Just a friendly reminder: Missus Clinton and her co-conspirators need to be indicted in order to be pardoned. Blanket pardons for crimes they “may have committed” are illegal. Ford’s pardon worked because nobody challenged it. That won’t happen this time.

 

And don’t forget to hold the Surrender Republicans’ feet to the fire. Tell them, “No more! No more getting along. No more crossing the aisle so the New York Times will say nice things about you.” The New York Times. the Clinton News Network and the rest of the corporate media liars: you are toast. You couldn’t tell our British friends to remain in “Europe.” You couldn’t keep your word and assure your dwindling readership that Trump would never be nominated. And now, despite all your efforts, your new president is Donald J. Trump. Your advertisers are probably asking themselves of what use you are to them. Enjoy your unemployment, presstitutes and whorespondents.

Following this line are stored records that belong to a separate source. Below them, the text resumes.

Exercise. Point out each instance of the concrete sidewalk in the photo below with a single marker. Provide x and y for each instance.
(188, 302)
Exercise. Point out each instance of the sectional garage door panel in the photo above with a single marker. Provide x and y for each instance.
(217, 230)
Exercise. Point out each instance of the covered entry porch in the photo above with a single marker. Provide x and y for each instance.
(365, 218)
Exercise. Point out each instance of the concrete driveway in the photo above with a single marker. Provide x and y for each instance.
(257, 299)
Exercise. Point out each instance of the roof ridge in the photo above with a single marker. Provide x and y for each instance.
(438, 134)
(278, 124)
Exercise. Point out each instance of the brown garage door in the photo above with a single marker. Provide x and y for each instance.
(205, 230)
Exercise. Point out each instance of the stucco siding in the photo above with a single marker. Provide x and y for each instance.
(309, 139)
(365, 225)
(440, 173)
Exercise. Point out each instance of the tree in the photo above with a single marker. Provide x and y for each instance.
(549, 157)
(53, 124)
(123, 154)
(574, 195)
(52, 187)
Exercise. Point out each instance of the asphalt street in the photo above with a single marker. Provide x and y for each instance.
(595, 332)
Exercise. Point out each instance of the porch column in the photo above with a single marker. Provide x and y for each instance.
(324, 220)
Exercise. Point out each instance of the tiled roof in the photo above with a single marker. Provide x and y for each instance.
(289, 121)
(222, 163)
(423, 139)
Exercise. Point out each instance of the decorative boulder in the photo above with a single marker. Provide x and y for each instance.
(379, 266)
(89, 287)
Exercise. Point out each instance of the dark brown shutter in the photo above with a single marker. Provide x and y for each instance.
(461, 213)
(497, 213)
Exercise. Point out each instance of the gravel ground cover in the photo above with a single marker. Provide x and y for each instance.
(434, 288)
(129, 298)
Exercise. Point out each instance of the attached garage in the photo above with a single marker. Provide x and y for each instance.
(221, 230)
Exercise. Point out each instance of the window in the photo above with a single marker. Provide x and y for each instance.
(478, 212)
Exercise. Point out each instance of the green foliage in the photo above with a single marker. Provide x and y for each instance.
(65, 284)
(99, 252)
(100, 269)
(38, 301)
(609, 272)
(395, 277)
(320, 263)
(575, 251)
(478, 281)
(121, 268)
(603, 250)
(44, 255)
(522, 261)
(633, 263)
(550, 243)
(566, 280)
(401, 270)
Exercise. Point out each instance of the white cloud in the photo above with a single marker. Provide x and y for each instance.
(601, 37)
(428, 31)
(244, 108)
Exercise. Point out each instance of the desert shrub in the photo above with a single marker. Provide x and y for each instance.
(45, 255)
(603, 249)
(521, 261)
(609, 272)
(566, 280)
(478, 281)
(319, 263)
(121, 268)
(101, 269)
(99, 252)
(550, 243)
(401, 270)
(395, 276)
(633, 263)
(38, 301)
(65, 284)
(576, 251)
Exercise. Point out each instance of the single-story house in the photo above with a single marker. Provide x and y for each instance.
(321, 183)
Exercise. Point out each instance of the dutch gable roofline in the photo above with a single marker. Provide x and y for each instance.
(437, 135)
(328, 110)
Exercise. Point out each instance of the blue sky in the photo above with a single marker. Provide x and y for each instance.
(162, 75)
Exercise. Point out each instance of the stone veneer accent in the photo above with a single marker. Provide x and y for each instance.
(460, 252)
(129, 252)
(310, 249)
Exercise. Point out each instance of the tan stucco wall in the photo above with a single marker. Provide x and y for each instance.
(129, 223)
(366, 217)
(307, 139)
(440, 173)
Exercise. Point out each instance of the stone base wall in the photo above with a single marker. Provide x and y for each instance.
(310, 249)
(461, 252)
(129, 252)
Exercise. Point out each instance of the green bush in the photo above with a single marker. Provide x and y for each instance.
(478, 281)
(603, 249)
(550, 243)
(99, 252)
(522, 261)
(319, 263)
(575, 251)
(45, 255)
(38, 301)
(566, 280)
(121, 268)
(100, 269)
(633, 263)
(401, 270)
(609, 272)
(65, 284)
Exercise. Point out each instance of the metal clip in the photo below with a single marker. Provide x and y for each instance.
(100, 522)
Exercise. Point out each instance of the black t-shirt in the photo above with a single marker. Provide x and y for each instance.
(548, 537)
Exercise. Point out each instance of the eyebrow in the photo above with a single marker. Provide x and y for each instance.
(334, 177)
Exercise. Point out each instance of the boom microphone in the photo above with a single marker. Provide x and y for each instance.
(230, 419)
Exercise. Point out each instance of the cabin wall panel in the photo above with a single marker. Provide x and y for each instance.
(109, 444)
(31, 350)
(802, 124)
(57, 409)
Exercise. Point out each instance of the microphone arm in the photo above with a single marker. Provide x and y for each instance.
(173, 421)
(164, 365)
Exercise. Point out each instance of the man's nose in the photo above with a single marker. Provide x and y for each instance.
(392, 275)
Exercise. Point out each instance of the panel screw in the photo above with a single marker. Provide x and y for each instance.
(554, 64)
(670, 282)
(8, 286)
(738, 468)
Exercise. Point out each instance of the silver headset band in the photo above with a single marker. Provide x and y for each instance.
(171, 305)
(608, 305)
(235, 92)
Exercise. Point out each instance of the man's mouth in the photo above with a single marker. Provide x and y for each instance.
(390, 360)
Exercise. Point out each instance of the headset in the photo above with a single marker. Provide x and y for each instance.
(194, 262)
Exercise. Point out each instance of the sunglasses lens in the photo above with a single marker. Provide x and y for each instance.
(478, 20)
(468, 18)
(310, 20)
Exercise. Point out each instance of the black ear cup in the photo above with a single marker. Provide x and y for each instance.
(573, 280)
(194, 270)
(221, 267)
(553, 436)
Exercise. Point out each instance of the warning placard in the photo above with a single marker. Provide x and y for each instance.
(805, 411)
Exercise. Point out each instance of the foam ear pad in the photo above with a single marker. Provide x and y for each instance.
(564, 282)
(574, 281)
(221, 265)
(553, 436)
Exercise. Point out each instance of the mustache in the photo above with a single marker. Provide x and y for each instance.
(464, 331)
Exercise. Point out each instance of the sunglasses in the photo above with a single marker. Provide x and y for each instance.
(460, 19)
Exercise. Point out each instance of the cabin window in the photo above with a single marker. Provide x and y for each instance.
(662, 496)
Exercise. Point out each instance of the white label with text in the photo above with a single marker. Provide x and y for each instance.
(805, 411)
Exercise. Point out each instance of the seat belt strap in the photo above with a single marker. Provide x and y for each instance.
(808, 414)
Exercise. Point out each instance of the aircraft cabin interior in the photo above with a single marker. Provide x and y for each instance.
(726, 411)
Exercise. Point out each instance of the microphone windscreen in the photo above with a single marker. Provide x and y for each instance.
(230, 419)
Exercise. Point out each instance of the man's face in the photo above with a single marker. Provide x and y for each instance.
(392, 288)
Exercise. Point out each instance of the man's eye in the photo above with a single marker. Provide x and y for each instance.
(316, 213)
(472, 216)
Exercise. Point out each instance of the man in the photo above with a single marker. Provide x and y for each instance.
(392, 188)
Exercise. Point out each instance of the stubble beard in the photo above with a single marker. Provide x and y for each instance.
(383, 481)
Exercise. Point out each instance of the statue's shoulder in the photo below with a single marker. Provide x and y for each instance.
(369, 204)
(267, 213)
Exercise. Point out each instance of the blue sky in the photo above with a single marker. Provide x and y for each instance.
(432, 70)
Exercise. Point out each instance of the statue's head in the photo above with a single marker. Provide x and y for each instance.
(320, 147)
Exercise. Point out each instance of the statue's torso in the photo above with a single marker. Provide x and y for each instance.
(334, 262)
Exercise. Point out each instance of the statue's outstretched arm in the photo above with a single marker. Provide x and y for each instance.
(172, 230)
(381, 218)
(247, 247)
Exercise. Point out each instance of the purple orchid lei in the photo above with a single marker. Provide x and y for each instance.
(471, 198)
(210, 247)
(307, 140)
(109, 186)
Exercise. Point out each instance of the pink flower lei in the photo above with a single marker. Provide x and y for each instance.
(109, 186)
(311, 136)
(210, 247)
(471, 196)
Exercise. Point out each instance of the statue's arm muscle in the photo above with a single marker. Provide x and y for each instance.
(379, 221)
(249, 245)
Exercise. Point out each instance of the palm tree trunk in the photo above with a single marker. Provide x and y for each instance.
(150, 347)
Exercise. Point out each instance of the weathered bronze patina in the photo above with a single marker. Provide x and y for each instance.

All the hundreds of millions of dollars spent. All the patently absurd claims made against Trump. All the people who are going to end up in prison. All for nothing.

 

As for the world “leaders” who bought the corporate media propaganda, who couldn’t conceive that Donald Trump would ever be president (Canada’s celebrity prime minister Justin Trudeau, Boris Johnson, Angela Merkel, Benjamin Netanyahu and the rest of you globalist criminals: get out the extra-strength Listerine because here’s where you pucker up.)

 

To our American friends, Congratulations. Donald Trump’s victory would be a landslide majority had it not been for the election fraud and the illegal aliens. If you keep your word, Mr. Trump, or at least are allowed to keep your word, in four years every last liberal cockroach will be vanquished from the United States. And your humble correspondent will be proud to vote for your re-election.

 

Mr. Trump’s very first act of office needs to be to pardon Edward Snowden, Bradley “Chelsea” Manning and Julian Assange, and to send Air Force One to Moscow to bring Mr. Snowden home.